Boscawen voters: More transparency on International Baccalaureate program
After a relatively quiet evening in which most warrant articles passed unanimously, Boscawen’s town meeting ended with an impassioned debate over the Merrimack Valley School District’s funding for the International Baccalaureate program and a call by voters for more transparency.
“The reason this is so important is that sooner or later, the IB program, it is expanding and it’s going to become so costly, and the grants that are funding it right now are going to dry up. And one of these years we’re going to have a giant surprise that ‘Oh, by the way, it’s our problem,’ ” said Bill Murphy, a member of Boscawen’s budget committee and frequent critic of the school board.
Murphy introduced a nonbinding resolution requesting the school board print all sources of revenue and spending related to the program in next year’s annual district report. He made this request to board members at last week’s annual district meeting, and board members said providing the information would be possible. Lorrie Carey, a school board member from Boscawen and state representative, came out sharply against Murphy’s request, saying he and others were fear-mongering and fueling conspiracy theories about the program’s ties to the United Nations.
“For some reason there’s this conspiracy theory about IB,” she said. “It has nothing to do with educating the children, it has to do with individuals believing it’s the U.N. takeover of the world.”
Voters approved the resolution, 36-28, after rejecting Carey’s motion to table it.
Also at the meeting, the $3.09 million budget, up 2.2 percent from last year, passed without discussion. Voters also approved adding $170,000 to various capital reserve funds, redesignating the purpose of a facilities capital reserve fund and appropriating money to the Penacook Community Center, Boscawen Historical Society and Penacook Rescue Squad.
Murphy told the crowd he was making his IB request for the sake of transparency because the school district is a main consumer of tax dollars. The board has never provided detailed information on where the money for IB comes from and how it is used, he said. If the grant money dries up, residents need to know what the program costs, he said.

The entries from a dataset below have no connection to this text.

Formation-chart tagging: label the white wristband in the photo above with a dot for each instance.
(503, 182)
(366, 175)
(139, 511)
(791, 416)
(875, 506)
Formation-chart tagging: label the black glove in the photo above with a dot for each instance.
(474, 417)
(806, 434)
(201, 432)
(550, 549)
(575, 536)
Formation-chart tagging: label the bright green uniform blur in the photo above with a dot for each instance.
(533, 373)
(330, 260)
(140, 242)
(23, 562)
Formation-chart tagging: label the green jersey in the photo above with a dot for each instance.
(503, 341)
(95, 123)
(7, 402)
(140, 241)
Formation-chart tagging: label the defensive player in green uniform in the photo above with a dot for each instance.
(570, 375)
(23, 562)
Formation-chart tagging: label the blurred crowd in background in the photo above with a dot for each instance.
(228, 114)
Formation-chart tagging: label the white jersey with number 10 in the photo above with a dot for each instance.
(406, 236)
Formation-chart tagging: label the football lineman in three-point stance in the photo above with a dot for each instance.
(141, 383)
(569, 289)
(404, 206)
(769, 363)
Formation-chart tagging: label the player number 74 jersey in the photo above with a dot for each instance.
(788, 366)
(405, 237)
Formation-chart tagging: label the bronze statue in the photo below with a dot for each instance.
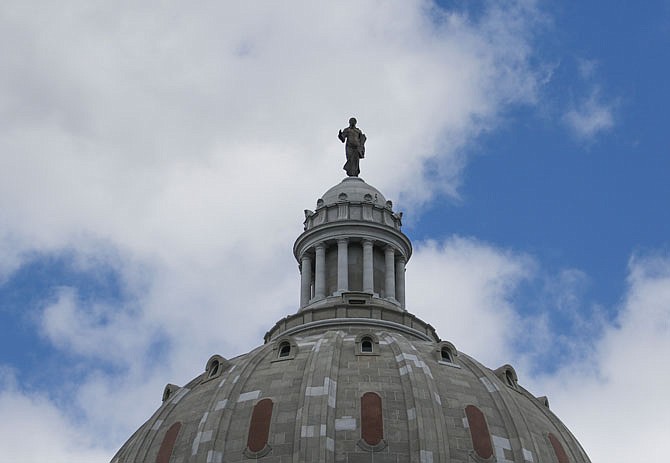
(355, 147)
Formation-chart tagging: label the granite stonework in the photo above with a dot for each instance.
(342, 344)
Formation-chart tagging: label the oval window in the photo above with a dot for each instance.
(479, 432)
(165, 450)
(259, 428)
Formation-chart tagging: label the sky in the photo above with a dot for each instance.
(156, 159)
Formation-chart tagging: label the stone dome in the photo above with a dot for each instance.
(352, 376)
(352, 189)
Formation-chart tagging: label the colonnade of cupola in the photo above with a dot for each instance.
(352, 248)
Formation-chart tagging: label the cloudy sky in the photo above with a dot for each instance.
(156, 158)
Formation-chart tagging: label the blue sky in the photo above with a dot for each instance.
(155, 162)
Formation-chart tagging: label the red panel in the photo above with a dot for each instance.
(558, 449)
(479, 431)
(372, 422)
(165, 451)
(259, 429)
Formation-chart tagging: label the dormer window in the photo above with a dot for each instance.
(507, 375)
(509, 378)
(366, 345)
(216, 365)
(284, 350)
(446, 354)
(214, 368)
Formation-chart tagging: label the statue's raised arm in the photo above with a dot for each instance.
(354, 148)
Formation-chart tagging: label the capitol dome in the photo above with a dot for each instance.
(352, 376)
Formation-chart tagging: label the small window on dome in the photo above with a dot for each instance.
(446, 354)
(284, 350)
(216, 365)
(509, 378)
(366, 345)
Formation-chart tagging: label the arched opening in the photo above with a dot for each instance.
(214, 368)
(509, 377)
(284, 349)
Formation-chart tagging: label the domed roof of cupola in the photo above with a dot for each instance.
(352, 189)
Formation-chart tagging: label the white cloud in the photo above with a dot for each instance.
(179, 147)
(466, 289)
(615, 400)
(34, 429)
(590, 117)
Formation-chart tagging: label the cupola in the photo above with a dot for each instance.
(352, 248)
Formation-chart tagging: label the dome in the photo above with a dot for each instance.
(352, 189)
(353, 392)
(352, 376)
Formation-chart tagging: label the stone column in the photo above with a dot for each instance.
(368, 278)
(320, 270)
(342, 265)
(400, 280)
(305, 279)
(390, 273)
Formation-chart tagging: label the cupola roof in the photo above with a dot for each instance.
(352, 189)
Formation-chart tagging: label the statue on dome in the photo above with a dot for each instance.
(355, 147)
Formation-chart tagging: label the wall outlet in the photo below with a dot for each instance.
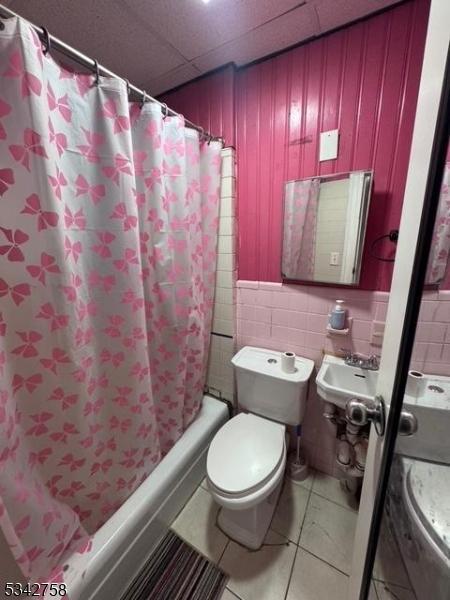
(329, 142)
(334, 258)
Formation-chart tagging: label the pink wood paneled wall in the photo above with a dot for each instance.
(362, 80)
(208, 102)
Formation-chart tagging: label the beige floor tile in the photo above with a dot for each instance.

“And when it becomes our problem, we can say ‘No, we don’t want it anymore,’ ” he said.
The district pays for the program through grants, and that information is available to anyone who calls the administrative office, Carey said. The district never prints accounts of federal grants in the annual report because it would take up extra pages and cost more money. But the district must strictly report grant activities to the government anyway, so all of the information is available, she said. Furthermore, IB is a teaching method, and the district has used grant money for professional development purposes for years, she said.
“If we printed all the federal grant detail in the annual report it would be the size of War and Peace,” she said.
Murphy and others, including Salisbury Selectman Ken Ross-Raymond, who presented the same resolution to Salisbury voters, are trying to accuse the teachers, administrators and school board of a cover-up and conspiracy that does not exist, Carey said.
After Murphy’s resolution passed by 12 votes, he came to the microphone again.
“Just remember who didn’t want you to know,” he told voters.
“That’s bullsh--,” Carey stood up and said. “I appreciate you want to know, but this insinuating, this is bullsh--, and I don’t mind saying it. And somebody needs to stand up and say it’s time we take back our town from people who are fear-mongers. It’s time we get involved with our schools and see what’s there, and to insinuate that this information is not available is a bunch of crap.”
One voter stood up making a motion to seal the proposal from being reconsidered, and the meeting promptly adjourned. After the meeting, Carey sent an email to the selectmen and other town officials apologizing for her strong language.
All three selectmen voted in favor of Murphy’s motion. Boscawen residents are generous and generally supportive of education, said Chairman Craig Saltmarsh. Supporting Murphy’s amendment, he said, was about making sure voters have every piece of information possible.
“We just want to make sure we know where we’re headed,” he said.
Aside from the IB proposal, the article generating the most discussion was to redesign the purpose of the town recreation and senior center facility capital reserve fund to apply to any facilities within the Parks and Recreation Department. In 2007, the town made plans to build a state-of-the-art senior and recreational center, but that has been put on hold since the economy collapsed. There are other buildings in town, such as the old town hall and the old fire station, that are in need of repair.
During that discussion and at the end of the meeting, fire Chief Ray Fisher and other voters spoke up about buildings that need repair.
“We’re at a point where we’ve got to spend some serious money to keep town buildings standing, and I just think it would be a good idea to get the input from the townspeople so that the board and everyone else knows what avenue should be taken,” Fisher said.
A committee has been established to evaluate need and set priorities, and the selectmen will bring any proposals to a public hearing before spending from the fund.
“I don’t think it’s up to us as a group of three to make these decisions,” said Selectman Roger Sanborn.
Voters also re-elected Saltmarsh over former selectman Ed Maloof.